Red Hat Bugzilla – Bug 1269874
HMP/QMP blocked on failed NBD device (during migration and quit)
Last modified: 2017-06-08 07:59:03 EDT
Description of problem:
It's possible to hang the HMP in various cases if there's a non-responding block device; in this case an NBD server that's fallen off the net.
At a high level we have:
a) Start a drive_mirror to a remote NBD server
b) Fail the network connection to the NBD server
c) Cancel the block-job (apparently works)
d) Start a migration
e) Hangs at the end of migration
d2) Try and quit (i.e. q) - hangs
the problem is that the TCP connection to the NBD device blocks and things hang in bdrv_flush_all - although I'm not sure why that causes an HMP hang for the migrate
Version-Release number of selected component (if applicable):
Steps to Reproduce:
1. You need two hosts; source & destination - you should have two network connections to them, so that you can take one down and still work with it. Lets assume that the 'source' can talk to 'destination' using the name 'destinationname' and on the destionation that's ether device em2
2. You need a VM image of your favourite OS
3. On both hosts run:
/usr/libexec/qemu-kvm -nographic -machine pc,accel=kvm -m 2048 -drive file=/home/localvms/local-f20b.qcow2,if=none,id=foo -device virtio-blk-pci,drive=foo,id=food -S
4. On the destination run:
nbd_server_add -w foo
5. On the source run:
drive_add 0 id=remote,file=nbd:destinationname:8889:exportname=foo,if=none
drive_mirror foo remote
6. On the destination take down the interface that has destinationname
You now see on the source that info block-jobs shows the job not advancing
7. On the source
migrate -d "exec:cat > /dev/null"
after a second or two the HMP blocks
we should never block the HMP
Cases where we could hit this include:
a) Just a dead NBD server (probably also NFS etc)
b) A migrate to a host that dies during the migrate, so you want to cancel that and then migrate somewhere else.

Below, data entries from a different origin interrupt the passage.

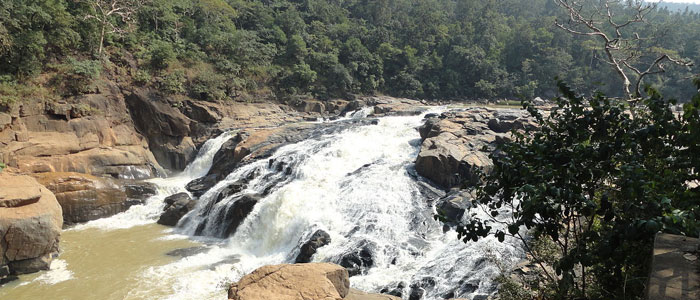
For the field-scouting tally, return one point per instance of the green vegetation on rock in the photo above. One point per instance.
(235, 49)
(595, 181)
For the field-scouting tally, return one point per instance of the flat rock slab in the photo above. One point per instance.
(18, 191)
(675, 270)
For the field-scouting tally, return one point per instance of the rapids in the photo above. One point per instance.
(356, 185)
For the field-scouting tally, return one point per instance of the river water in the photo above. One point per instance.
(356, 185)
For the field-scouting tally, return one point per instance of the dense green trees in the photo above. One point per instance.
(595, 182)
(224, 49)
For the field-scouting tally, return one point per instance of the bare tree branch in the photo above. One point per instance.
(624, 52)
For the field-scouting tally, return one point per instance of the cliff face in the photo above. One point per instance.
(30, 225)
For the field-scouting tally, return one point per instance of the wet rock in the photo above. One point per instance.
(454, 205)
(397, 291)
(319, 239)
(416, 293)
(139, 190)
(185, 252)
(298, 281)
(238, 211)
(360, 295)
(357, 262)
(259, 143)
(456, 145)
(176, 207)
(225, 160)
(201, 185)
(30, 230)
(231, 189)
(85, 197)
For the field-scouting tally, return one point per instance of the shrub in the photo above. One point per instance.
(162, 55)
(597, 179)
(173, 83)
(208, 86)
(141, 78)
(76, 77)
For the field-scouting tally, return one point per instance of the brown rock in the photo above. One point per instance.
(85, 197)
(458, 144)
(360, 295)
(29, 230)
(318, 281)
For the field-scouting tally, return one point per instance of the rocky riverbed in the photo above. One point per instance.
(78, 163)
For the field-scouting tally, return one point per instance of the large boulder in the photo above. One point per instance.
(456, 145)
(316, 281)
(257, 143)
(359, 260)
(360, 295)
(454, 205)
(176, 207)
(30, 225)
(319, 239)
(201, 185)
(238, 211)
(166, 128)
(85, 134)
(319, 281)
(85, 197)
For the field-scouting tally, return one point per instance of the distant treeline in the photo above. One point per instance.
(235, 49)
(680, 7)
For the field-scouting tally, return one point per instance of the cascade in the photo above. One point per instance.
(357, 185)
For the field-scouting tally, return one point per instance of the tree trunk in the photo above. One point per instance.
(102, 38)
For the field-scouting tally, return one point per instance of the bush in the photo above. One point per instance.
(597, 179)
(208, 86)
(11, 92)
(162, 55)
(76, 77)
(173, 83)
(141, 78)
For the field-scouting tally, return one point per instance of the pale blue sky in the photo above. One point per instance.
(678, 1)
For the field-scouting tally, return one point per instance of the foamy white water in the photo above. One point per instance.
(58, 272)
(152, 208)
(354, 185)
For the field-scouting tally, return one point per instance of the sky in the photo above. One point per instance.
(678, 1)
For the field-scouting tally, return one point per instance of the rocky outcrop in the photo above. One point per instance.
(86, 134)
(238, 211)
(317, 240)
(457, 144)
(453, 206)
(318, 281)
(384, 105)
(30, 225)
(176, 207)
(167, 129)
(360, 260)
(85, 197)
(257, 143)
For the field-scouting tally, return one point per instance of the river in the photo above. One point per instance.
(356, 185)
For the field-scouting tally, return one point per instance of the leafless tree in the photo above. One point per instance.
(624, 49)
(113, 16)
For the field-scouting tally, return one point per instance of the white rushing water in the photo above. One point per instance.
(153, 206)
(355, 185)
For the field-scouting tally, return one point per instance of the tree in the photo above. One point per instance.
(624, 48)
(596, 182)
(113, 16)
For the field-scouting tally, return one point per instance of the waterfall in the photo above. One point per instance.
(354, 185)
(152, 208)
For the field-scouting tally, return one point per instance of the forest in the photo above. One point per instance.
(285, 50)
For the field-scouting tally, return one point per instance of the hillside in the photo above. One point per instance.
(286, 50)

the path that causes the HMP lock is that in migration_completion we do a lock_iothread,
do the device state save
unlock the iothread.
The vm_stop_force_state does a bdrv_flush_all(), which I think is where it hangs;
one possibility is for us to do an earlier flush (and I think there's a patch to do that for performance reasons from Intel somewhere); that would at least cause the migration thread to block before it locks the iothread unless you got really unlucky and the destination failed after that point.
However, even then we need a way of forcibly stopping the nbd client to be able to free the migration thread.
This is a design limitation in QEMU today. There are synchronous "wait for all I/Os" points in the code.
We need to move to a model with timeouts so these operations can fail. That may mean that migration fails and requires the user to issue some kind of "force remove" command to take down the broken NBD device.
None of this exists yet and I've seen other BZs related to the same issue. I suggest we keep this around and keep moving this BZ to the next release until we have time to tackle this issue.
(In reply to Stefan Hajnoczi from comment #3)
> This is a design limitation in QEMU today. There are synchronous "wait for
> all I/Os" points in the code.
> We need to move to a model with timeouts so these operations can fail. That
> may mean that migration fails and requires the user to issue some kind of
> "force remove" command to take down the broken NBD device.
Thinking about the 'force remove' was what initially got me thinking about this, and would solve the worst migration case, i.e. a migration to a machine that dies and then you try a new migration, because libvirt could do that 'force remove' when it kills the block job doing the disk copy as part of the failed migration.
> None of this exists yet and I've seen other BZs related to the same issue.
> I suggest we keep this around and keep moving this BZ to the next release
> until we have time to tackle this issue.
I'm assuming this affects QMP as well, otherwise we would close this BZ as WONTFIX, because HMP is not supported.
I'm adding QMP to the summary.
See also: Bug 1285453
Free to update the QE contact.